I ended up being one of 85 people who traveled with the Morgan, in turns, as part of the Voyagers project last summer. Having us on board was crucial in as much as the 38th Voyage itself was key to the museum’s newly articulated vision statement, which White says is dictated by a commitment to experiences that are “immersive and interactive,” “multidisciplinary and multicultural,” and based on principles of “shared authority”—all touchstones of what academics call “public history.”
“We gave those spaces to you,” White tells me, “so that you could help us interpret this experience and shed your personal light on it so that generations to come will all know how you saw it. Not to mention all the people we met along the way who shared with us their family stories about the grandfather or an uncle or a relative that went to sea on a whaleship, or indeed on the Charles W. Morgan.” The number of people who came out of the woodwork, so to speak, when the Morgan was docked at different places this summer was “overwhelming,” he says.

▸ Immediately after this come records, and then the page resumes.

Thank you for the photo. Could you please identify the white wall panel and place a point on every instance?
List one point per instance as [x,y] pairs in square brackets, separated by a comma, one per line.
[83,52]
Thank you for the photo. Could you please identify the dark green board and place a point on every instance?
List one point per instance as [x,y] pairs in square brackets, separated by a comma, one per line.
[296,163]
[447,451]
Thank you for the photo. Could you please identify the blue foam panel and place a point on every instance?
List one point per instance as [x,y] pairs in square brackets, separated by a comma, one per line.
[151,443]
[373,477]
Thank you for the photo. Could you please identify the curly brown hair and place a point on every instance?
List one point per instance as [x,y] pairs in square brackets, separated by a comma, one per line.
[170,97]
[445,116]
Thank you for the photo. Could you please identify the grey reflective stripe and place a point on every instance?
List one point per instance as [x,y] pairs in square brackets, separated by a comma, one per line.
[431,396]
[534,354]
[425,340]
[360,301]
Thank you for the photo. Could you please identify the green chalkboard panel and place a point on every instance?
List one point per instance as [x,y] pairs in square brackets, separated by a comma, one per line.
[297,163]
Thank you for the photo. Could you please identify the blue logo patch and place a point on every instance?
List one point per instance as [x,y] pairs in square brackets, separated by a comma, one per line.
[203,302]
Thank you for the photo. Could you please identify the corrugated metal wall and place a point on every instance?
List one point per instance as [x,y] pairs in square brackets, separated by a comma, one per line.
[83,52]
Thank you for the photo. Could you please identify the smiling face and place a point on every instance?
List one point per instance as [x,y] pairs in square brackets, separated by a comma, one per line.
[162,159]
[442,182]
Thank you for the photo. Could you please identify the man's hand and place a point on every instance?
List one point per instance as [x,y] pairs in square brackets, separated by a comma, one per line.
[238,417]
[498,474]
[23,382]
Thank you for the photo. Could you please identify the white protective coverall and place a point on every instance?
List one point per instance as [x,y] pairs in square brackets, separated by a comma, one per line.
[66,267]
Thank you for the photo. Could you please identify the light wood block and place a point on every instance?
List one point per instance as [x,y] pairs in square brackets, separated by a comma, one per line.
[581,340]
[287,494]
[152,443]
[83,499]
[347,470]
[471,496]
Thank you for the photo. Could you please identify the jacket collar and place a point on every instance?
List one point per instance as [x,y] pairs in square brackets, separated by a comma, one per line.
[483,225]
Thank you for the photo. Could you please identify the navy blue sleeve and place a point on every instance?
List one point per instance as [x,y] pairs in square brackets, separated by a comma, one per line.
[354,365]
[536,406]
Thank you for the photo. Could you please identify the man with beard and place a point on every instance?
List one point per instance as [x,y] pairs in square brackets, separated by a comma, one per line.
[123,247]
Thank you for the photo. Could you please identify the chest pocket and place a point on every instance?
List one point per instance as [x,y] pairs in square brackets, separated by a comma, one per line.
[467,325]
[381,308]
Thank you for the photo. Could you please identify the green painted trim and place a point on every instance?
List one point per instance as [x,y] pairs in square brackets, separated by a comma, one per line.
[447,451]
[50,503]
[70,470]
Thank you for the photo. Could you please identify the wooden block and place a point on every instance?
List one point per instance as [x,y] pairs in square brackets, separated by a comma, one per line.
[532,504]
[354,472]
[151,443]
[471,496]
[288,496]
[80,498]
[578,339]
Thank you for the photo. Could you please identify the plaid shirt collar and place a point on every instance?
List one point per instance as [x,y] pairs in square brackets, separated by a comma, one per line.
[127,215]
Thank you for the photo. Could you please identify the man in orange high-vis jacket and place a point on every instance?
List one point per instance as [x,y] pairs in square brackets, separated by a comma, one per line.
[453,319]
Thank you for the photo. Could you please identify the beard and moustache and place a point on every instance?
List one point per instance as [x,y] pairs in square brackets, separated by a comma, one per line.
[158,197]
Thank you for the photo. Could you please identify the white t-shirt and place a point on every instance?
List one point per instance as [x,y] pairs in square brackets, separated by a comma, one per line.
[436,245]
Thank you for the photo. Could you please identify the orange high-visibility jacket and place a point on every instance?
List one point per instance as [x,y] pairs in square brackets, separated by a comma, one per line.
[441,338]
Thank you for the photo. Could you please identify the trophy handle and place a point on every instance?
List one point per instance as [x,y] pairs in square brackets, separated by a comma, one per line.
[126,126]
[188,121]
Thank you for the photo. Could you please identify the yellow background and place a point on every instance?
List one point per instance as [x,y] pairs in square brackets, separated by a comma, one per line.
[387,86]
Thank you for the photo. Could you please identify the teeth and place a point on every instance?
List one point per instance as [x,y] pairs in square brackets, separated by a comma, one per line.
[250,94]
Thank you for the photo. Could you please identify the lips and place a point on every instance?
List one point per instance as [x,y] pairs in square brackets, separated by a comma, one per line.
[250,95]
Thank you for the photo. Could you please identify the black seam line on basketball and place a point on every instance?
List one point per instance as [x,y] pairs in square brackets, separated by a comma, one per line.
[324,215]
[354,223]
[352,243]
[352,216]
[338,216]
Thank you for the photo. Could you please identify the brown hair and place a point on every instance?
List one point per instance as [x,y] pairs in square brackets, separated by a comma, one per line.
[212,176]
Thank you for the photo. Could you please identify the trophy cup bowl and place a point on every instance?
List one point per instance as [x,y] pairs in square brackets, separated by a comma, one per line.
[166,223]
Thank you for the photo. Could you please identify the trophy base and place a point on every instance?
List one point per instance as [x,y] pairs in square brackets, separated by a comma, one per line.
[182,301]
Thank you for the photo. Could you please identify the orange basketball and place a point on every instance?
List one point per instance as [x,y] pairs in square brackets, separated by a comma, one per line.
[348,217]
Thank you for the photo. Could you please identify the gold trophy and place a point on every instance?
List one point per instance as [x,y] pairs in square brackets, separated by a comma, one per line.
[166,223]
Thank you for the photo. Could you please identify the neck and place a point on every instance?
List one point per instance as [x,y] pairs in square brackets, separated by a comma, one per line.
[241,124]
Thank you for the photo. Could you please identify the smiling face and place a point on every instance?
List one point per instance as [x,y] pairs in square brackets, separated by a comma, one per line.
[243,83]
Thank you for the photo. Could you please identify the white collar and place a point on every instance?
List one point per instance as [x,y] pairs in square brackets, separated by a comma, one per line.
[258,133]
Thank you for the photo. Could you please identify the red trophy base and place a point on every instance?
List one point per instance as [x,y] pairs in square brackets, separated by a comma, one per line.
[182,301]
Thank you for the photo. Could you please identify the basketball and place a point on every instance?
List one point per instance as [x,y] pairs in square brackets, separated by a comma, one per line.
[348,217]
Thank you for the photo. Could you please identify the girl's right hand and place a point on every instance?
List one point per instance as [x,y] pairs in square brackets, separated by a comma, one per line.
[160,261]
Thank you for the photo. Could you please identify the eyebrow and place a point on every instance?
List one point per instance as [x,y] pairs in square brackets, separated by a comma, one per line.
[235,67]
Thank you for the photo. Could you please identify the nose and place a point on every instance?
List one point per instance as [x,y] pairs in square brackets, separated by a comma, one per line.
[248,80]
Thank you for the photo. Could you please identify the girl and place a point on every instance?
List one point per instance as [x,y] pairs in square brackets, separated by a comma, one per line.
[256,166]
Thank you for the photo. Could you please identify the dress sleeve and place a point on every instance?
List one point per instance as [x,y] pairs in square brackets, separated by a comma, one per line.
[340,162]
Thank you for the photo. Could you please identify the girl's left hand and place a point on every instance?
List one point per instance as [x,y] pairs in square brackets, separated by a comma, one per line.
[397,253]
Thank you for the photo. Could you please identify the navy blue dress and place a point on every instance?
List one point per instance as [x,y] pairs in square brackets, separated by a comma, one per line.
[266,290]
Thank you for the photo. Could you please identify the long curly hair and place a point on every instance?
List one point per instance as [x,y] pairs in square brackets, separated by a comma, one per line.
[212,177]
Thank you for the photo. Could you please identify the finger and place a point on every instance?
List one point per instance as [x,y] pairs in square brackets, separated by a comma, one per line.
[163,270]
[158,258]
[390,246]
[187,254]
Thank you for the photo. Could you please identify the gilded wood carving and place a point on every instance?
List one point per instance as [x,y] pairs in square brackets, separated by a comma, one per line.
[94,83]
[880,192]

He thinks the museum accomplished everything it wanted to in terms of reaching new people and changing the public’s perceptions of what it does. “It elevated our faith in ourselves, it elevated our faith in the institution among the maritime community. I think there’s tremendous pride now at the museum for what we accomplished. Quite a bit different than how we felt about our accomplishments in the middle of the recession, when there was just such tremendous worry.”
Months later, the momentum from the voyage of the Morgan is carrying Mystic Seaport through a handful of ambitious undertakings, with funding rolling in for an expanded exhibition space and, of course, brand new displays revolving around the ship’s latest excursion. The pre-recession challenges—“ about programming and development, funding for the programs, making the museum relevant and engaging to the public”—remain, but the museum’s “spirit,” White says, “has changed dramatically.”
The Seaport’s “interpreters,” employees and volunteers like Linda Carmeroto and Marelda Hart, now have new things to tell the patrons they greet. “They now can give concrete personal experiences [to say] this is what it feels like, this is how we tuned the rig, this is how we climbed the rig, this is how we furled the sails, and set the sails,” says White. It’s “an entirely different way of sharing information.”
The Morgan itself has been transformed, though many of its original planks are still in place, and the keel that touched the cold waters of the Atlantic Ocean last summer is the same one that left a bloody wake in the South Pacific 100 years ago. In the end, the Morgan collected 1.1 million gallons of spermaceti, 603,540 gallons of whale oil, and 152,934 pounds of whalebone.
It will always be true that this ship alone remains to tell the story of America’s whaling era, the same way Ishmael alone remained to tell the story of the Pequod in Melville’s novel. But the Morgan’s story is not just about whaling anymore; in 2015, it’s actually more bound up with the stories of people like me and Steve White, people who have nothing in common with Melville except that we, as the author put it, “cherish very nearly the same feelings towards the ocean” as he.